So it's assumed here that someone is a packager to submit new container reviews? Or would we want some kind of 'containerger' role for people who maintainer containers?
Docker Layered Images Naming Guildelines [3]
I am not sure what to add to make this more concrete, but I think it needs to be. ;)
The Fedora Cloud SIG has done a first-pass review of these (thanks Cloud SIG!) so hopefully there's a certainly level of sanity to them but I'm absolutely open to new ideas and extending the content with more coverage.
Another point to note is that we need to determine how this should be handled in BZ components for bug reporting as well as for filing review requests.
I agree with the folks downthread we can make a bugzilla "Container Review" to compliment Package Review. Unless we think we can spin up a review application for these (like we are still hopefully planning on doing for packages someday).

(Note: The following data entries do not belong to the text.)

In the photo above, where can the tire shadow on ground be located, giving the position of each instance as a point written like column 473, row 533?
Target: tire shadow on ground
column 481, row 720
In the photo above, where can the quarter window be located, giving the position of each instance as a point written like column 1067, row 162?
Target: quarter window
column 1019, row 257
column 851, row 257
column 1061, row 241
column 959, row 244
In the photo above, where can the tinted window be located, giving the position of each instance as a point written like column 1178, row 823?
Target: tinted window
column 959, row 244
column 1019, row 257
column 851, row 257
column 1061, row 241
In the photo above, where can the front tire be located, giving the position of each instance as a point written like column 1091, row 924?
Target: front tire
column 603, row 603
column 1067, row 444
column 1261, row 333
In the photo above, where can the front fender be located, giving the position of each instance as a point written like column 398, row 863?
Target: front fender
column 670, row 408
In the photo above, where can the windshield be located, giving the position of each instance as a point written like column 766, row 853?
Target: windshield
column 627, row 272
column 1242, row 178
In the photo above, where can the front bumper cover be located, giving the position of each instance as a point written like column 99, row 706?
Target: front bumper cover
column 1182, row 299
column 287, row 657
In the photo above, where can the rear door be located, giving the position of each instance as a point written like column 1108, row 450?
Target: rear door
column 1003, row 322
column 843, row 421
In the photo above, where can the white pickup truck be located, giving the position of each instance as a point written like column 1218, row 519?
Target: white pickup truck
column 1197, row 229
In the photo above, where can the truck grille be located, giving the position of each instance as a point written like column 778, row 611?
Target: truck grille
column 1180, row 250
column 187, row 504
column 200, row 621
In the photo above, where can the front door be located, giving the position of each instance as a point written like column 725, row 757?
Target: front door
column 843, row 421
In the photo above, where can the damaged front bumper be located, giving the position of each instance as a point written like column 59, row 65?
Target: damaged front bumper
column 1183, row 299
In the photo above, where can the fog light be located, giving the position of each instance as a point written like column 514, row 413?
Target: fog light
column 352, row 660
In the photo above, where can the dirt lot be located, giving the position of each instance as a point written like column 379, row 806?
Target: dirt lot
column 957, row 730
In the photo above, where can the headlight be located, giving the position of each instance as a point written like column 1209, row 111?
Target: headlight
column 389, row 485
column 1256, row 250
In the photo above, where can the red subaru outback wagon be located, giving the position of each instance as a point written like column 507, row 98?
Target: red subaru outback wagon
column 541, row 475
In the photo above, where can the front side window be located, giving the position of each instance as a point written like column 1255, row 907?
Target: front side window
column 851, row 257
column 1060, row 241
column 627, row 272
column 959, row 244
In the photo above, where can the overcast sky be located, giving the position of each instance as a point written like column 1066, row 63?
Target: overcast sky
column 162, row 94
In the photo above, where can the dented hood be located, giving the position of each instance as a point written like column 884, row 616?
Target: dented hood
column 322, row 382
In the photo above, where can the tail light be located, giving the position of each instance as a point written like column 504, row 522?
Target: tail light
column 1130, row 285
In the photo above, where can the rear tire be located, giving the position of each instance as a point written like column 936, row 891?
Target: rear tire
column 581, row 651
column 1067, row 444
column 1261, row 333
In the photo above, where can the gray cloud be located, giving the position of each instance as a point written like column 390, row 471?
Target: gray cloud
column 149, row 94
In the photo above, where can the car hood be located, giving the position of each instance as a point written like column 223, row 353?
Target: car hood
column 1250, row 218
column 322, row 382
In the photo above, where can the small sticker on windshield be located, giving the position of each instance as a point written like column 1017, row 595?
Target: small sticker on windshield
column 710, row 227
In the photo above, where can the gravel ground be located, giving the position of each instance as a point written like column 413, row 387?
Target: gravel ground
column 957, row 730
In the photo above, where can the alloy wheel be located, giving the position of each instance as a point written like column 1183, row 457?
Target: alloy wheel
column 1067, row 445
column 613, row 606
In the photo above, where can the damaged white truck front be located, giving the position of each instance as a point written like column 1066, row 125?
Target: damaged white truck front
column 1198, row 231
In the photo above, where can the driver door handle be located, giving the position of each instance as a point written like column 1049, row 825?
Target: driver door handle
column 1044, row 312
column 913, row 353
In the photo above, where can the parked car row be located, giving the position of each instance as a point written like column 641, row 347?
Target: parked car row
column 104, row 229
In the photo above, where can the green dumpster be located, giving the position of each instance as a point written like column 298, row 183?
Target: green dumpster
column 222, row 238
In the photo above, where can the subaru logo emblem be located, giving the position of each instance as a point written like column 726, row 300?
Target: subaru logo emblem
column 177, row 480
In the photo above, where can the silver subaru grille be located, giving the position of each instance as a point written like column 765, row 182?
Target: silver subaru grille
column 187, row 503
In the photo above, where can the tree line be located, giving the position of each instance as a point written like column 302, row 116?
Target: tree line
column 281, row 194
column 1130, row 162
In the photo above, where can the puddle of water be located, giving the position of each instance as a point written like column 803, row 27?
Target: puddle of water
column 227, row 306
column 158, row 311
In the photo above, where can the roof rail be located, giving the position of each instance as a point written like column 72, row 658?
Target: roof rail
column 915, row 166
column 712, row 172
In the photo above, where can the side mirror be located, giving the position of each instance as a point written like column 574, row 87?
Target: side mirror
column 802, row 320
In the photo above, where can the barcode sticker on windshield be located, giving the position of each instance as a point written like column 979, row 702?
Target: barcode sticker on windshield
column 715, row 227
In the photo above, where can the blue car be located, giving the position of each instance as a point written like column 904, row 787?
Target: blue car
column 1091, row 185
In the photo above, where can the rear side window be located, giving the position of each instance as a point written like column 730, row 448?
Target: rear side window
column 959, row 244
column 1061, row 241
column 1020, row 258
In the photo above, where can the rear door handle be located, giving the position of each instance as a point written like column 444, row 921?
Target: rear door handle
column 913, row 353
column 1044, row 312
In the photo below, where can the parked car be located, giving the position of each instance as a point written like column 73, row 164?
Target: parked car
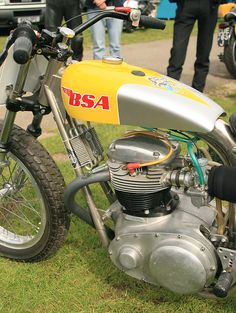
column 15, row 11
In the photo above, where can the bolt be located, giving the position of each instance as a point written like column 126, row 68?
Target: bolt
column 234, row 150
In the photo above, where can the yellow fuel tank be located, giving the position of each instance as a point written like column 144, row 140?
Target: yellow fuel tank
column 113, row 92
column 89, row 88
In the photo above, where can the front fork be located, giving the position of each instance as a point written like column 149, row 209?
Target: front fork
column 10, row 116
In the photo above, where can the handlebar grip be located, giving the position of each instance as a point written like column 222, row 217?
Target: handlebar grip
column 22, row 50
column 151, row 22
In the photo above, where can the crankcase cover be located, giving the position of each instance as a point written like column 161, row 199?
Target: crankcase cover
column 141, row 148
column 182, row 266
column 119, row 93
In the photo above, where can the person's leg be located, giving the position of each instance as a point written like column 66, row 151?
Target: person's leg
column 72, row 9
column 184, row 22
column 98, row 37
column 114, row 28
column 206, row 24
column 54, row 14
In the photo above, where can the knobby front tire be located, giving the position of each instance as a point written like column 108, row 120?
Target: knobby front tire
column 33, row 219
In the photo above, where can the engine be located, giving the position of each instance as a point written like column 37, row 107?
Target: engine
column 161, row 211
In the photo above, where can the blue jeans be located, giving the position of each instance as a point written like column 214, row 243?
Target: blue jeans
column 98, row 30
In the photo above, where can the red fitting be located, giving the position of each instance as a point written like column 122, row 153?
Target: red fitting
column 122, row 9
column 131, row 167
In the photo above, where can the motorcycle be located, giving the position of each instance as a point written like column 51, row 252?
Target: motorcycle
column 166, row 222
column 227, row 40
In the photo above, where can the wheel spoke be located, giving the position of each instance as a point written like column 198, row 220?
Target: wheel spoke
column 22, row 210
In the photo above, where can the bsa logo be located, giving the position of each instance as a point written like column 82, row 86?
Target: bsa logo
column 86, row 100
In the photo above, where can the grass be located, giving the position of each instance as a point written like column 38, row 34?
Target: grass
column 80, row 277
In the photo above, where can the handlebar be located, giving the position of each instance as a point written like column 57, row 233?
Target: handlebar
column 24, row 37
column 151, row 22
column 24, row 40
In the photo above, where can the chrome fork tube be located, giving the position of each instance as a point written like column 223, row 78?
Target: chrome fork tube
column 100, row 227
column 222, row 141
column 9, row 118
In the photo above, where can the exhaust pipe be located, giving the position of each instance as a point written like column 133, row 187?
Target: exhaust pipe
column 76, row 185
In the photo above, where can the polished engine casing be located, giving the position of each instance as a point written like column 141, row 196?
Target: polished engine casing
column 166, row 249
column 118, row 93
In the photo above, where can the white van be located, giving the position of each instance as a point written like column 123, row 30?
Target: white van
column 13, row 12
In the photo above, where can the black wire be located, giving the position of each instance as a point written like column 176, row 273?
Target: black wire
column 187, row 136
column 83, row 14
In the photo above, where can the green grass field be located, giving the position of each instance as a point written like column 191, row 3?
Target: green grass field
column 80, row 277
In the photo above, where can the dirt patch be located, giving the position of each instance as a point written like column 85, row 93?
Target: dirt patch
column 223, row 91
column 61, row 157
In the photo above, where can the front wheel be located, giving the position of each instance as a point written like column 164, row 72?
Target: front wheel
column 33, row 219
column 230, row 56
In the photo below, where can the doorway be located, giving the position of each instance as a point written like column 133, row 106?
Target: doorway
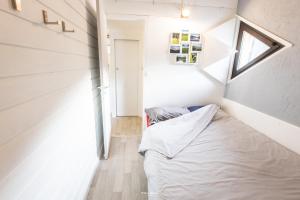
column 127, row 77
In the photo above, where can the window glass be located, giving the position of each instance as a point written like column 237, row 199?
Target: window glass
column 251, row 48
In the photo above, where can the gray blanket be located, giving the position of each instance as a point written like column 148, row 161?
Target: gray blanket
column 228, row 160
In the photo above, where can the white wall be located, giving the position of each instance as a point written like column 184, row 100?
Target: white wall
column 126, row 30
column 48, row 99
column 164, row 82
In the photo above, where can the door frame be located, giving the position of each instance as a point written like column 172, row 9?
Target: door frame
column 138, row 81
column 112, row 71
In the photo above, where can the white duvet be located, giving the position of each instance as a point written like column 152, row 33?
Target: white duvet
column 200, row 156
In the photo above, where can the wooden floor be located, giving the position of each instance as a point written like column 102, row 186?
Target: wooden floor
column 122, row 176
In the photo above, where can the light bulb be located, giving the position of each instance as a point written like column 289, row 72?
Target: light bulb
column 185, row 12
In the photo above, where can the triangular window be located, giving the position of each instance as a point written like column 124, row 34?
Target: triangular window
column 252, row 47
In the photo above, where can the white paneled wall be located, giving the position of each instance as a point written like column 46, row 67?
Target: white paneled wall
column 49, row 101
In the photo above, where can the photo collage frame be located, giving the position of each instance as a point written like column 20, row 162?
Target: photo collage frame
column 186, row 47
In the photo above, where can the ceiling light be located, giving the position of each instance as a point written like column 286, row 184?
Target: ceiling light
column 185, row 12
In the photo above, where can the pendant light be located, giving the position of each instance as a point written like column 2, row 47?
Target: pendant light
column 185, row 12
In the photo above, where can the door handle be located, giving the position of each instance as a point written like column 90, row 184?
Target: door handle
column 103, row 87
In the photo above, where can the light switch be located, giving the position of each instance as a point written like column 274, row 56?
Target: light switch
column 17, row 5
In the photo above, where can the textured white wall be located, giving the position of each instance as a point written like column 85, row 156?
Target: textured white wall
column 48, row 99
column 272, row 87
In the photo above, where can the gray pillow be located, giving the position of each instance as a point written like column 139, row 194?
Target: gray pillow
column 158, row 114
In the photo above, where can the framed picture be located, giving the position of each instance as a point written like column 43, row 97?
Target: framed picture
column 175, row 49
column 181, row 58
column 195, row 37
column 193, row 58
column 185, row 37
column 196, row 47
column 185, row 48
column 175, row 38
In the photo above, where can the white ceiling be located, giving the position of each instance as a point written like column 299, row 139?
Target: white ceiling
column 209, row 3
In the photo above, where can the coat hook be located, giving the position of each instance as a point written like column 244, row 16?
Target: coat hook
column 63, row 24
column 17, row 5
column 45, row 17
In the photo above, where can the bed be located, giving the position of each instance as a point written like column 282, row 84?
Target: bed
column 208, row 155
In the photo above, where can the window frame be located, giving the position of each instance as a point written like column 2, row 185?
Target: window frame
column 273, row 44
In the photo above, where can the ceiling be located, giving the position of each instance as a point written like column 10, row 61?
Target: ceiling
column 208, row 3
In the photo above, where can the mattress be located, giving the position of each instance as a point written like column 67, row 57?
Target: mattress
column 225, row 160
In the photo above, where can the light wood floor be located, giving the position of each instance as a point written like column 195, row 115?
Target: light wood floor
column 122, row 176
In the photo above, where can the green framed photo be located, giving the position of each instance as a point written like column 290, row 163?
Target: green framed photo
column 185, row 48
column 193, row 58
column 175, row 38
column 182, row 59
column 185, row 37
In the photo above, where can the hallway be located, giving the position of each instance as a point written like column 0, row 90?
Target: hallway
column 121, row 177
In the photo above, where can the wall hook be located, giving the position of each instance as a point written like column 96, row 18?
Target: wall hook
column 45, row 17
column 63, row 24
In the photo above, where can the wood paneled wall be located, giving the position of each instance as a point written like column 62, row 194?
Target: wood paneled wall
column 49, row 104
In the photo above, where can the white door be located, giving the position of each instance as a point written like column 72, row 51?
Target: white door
column 104, row 79
column 127, row 72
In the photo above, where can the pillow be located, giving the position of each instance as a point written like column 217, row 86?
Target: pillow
column 193, row 108
column 158, row 114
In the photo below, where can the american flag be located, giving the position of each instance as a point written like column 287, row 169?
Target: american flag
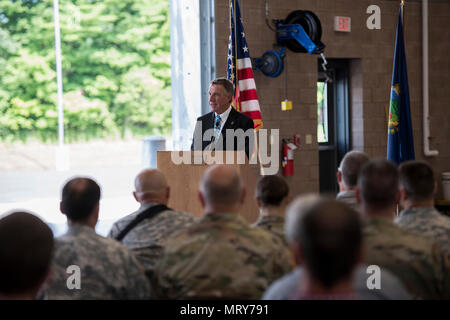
column 239, row 69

Also, we will need to make pkgdb create components for each container as well for people to report bugs against.
kevin
On Mon, May 2, 2016 at 12:07 PM, Kevin Fenzi kevin@scrye.com wrote:
On Thu, 28 Apr 2016 17:52:44 -0500 Adam Miller maxamillion@fedoraproject.org wrote:
Hello all, We're wrapping up the first phase of the Fedora Docker Layered Image Build Service[0] and the time has come to start thinking about what we as a Project need to do to formalize what it means to be shipping Docker Layered Images once we are capable of building and distributing them.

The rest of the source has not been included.